Each participant created one story. The computers were disconnected from the internet and the experimenter monitored that participants did not use ChatGPT or other AI with their smartphones. After the story was completed, the participants answered a brief demographics questionnaire and were dismissed. A total of 10 participants’ texts diverged substantially from the specified task. Nine of the texts lacked a heading and one text was much longer than instructed. As a result, an additional 10 participants were invited to contribute short stories based on the prompts that had resulted in inadequate texts in the first round. All texts produced in this second round were adequate.

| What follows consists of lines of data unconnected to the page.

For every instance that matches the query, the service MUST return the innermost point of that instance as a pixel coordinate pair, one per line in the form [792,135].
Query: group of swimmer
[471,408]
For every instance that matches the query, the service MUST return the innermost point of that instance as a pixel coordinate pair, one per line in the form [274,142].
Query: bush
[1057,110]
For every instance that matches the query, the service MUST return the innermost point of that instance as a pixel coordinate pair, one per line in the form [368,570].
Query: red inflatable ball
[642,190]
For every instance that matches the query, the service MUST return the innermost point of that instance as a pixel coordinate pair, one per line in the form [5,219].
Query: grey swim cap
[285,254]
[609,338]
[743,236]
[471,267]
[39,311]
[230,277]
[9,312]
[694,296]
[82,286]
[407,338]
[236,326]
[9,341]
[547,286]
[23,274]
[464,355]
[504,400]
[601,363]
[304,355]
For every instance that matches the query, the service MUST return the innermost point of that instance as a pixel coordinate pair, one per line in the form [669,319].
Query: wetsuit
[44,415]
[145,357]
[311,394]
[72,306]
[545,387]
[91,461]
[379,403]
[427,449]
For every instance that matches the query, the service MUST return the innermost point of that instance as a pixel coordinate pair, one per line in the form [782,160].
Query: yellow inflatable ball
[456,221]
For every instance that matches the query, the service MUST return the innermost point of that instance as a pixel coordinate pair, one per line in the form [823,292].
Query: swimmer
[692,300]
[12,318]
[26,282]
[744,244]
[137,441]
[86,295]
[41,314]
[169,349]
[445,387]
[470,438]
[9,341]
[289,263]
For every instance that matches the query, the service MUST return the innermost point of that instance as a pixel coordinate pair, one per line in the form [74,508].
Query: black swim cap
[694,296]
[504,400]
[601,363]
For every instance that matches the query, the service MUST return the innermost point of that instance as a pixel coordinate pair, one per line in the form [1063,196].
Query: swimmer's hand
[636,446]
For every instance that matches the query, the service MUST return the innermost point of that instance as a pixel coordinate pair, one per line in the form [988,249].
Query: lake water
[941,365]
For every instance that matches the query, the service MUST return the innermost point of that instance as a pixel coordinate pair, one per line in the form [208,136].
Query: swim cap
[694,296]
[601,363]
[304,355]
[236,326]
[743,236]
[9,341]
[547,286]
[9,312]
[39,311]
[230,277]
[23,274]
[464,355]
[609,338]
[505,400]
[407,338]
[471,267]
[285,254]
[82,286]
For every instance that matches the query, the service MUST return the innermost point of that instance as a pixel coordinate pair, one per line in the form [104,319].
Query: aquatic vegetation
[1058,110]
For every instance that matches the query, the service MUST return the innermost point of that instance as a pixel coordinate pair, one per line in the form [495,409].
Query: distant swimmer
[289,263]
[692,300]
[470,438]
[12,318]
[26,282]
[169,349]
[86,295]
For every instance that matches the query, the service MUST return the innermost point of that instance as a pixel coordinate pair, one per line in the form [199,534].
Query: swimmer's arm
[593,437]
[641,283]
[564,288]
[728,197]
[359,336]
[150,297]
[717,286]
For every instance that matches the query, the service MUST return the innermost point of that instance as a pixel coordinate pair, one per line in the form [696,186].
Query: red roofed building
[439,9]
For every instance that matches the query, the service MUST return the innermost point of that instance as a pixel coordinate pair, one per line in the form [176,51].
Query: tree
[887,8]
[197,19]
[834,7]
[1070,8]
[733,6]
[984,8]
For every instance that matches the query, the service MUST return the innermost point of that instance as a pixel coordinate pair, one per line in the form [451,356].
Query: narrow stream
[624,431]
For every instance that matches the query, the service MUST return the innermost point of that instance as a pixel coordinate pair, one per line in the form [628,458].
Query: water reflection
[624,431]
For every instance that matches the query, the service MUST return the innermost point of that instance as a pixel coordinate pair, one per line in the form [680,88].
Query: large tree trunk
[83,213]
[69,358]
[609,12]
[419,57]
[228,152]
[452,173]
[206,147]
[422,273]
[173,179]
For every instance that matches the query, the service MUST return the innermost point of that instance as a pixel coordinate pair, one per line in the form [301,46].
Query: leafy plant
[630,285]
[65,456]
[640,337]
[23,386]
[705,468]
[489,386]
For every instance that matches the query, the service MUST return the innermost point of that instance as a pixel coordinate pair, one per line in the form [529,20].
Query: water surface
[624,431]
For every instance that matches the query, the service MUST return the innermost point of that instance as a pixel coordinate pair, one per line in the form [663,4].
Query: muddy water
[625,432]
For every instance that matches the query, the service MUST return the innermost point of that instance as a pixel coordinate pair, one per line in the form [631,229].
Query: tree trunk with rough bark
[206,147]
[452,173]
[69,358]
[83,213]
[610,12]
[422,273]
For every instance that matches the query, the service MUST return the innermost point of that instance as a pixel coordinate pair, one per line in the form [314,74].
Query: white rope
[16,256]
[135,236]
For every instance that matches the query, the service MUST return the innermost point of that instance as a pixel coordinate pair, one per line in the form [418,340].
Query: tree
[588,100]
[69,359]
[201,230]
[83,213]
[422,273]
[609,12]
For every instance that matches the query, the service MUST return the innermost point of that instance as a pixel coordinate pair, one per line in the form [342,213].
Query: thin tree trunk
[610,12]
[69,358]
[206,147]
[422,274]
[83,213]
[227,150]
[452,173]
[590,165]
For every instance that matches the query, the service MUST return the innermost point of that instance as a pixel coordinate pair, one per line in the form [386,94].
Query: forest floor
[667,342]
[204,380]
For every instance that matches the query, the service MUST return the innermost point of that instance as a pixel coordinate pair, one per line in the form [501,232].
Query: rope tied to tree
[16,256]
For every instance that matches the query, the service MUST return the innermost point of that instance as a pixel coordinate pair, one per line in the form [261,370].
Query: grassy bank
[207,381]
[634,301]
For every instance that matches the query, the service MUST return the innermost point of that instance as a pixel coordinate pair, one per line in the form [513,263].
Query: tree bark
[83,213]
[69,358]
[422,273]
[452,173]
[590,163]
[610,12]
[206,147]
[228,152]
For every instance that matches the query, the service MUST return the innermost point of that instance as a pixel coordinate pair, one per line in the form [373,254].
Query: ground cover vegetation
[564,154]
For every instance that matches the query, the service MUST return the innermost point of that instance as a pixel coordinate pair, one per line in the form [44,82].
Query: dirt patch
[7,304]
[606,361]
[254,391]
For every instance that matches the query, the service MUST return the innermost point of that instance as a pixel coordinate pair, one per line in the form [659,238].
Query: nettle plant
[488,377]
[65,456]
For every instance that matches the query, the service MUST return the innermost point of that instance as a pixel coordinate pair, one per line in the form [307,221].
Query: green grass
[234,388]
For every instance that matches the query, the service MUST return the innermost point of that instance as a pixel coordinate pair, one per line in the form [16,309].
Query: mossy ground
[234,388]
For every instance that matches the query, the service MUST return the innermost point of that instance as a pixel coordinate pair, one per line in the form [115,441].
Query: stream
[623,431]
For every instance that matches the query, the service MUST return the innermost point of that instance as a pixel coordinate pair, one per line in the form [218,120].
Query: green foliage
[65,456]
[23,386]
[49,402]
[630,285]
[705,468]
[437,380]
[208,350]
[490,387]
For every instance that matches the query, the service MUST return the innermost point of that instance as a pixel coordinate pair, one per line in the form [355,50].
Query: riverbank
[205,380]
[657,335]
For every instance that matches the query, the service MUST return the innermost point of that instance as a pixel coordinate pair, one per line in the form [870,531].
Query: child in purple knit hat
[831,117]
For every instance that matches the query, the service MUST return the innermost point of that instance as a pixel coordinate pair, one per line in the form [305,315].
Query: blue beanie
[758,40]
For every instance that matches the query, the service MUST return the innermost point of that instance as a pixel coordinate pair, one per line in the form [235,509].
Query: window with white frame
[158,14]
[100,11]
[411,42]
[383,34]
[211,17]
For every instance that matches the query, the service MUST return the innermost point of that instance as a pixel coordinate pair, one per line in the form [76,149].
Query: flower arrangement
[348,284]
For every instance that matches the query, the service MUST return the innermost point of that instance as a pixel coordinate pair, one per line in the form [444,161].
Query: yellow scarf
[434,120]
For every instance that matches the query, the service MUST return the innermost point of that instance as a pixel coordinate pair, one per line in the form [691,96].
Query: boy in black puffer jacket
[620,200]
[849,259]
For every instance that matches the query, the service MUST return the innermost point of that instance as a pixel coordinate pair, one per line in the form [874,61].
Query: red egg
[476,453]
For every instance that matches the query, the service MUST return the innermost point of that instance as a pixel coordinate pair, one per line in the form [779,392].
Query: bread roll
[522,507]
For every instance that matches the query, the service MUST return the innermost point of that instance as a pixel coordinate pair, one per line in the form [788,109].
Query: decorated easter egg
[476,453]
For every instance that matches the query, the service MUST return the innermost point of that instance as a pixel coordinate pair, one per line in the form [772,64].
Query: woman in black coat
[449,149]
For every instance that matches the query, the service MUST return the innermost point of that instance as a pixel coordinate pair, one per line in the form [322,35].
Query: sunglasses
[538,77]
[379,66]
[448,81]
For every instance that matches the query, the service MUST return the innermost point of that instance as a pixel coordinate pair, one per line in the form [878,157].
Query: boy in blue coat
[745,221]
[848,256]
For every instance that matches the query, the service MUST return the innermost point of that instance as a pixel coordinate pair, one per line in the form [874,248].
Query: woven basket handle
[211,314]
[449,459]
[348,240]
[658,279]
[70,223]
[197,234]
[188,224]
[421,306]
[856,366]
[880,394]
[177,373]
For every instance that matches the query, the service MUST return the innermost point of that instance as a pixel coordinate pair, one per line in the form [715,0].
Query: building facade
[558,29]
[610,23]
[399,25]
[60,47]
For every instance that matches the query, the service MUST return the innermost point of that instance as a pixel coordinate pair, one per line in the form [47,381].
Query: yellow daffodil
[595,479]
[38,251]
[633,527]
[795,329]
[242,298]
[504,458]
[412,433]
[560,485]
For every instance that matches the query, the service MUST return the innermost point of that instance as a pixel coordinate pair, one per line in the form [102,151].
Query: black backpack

ChatGPT received the same 100 prompts our student sample had worked on. The wording was identical, except that the last two sentences in which the timeframe was explained were suspended, that is:

Please write a story that is as entertaining as possible. The story is about [a creative saleswoman]. The story must not be longer than 400 words. The story also needs a title.

All texts generated by ChatGPT matched our instructions. A list of the 100 topics can be found online in the OSF project (https://osf.io/su3j6/).

Linguistic analysis

We used LIWC and the DE-LIWC2015 dictionary (Meier et al., 2018) to calculate linguistic properties of each text. LIWC analyzes each word in the text and scores whether it belongs to a category specified in the dictionary. For each dictionary category, it calculates the percentage of words in the text that falls into the category. Given that the counts (words per category) and total text length constitute the LIWC scores, it is taken into account that longer texts have a higher likelihood to include words of a given category. Among the large set of variables available in the DE-LIWC2015 dictionary, we were particularly interested in the linguistic categories that we expected to be related to recipient transportation, that is, positive emotion, negative emotion, personal pronouns (higher level category, consisting of 1st, 2nd, and 3rd person pronouns), perceptual processes (higher level category consisting of see, hear, feel, e.g., “sehe [see]”, “Klang [sound]”, or “glatt [smooth]”), and relativity (higher level category consisting of motion, space, time, e.g., “Ankunft” [arrival], “unter” [below], “bisher” [hitherto]). The analysis of these categories (and no other category) was pre-registered (https://aspredicted.org/W3G_PJ5). The linguistic analyses were pre-registered before LIWC data generation but after Study 2 data collection.

Results and discussion

For the quantitative, inference-statistical comparison of the linguistic characteristics of the two sources (ChatGPT vs. human authors), we conducted Welch-tests, which do not require equal variances (and have been described to be preferrable to Student t-tests, Delacre et al., 2017). Skewness and kurtosis of the main dependent variables were acceptable (Hair et al., 2018; see Supplement S1 for details) and no extreme outliers were observed. Alpha error probability was set to p = 0.05 and two-tailed tests were performed.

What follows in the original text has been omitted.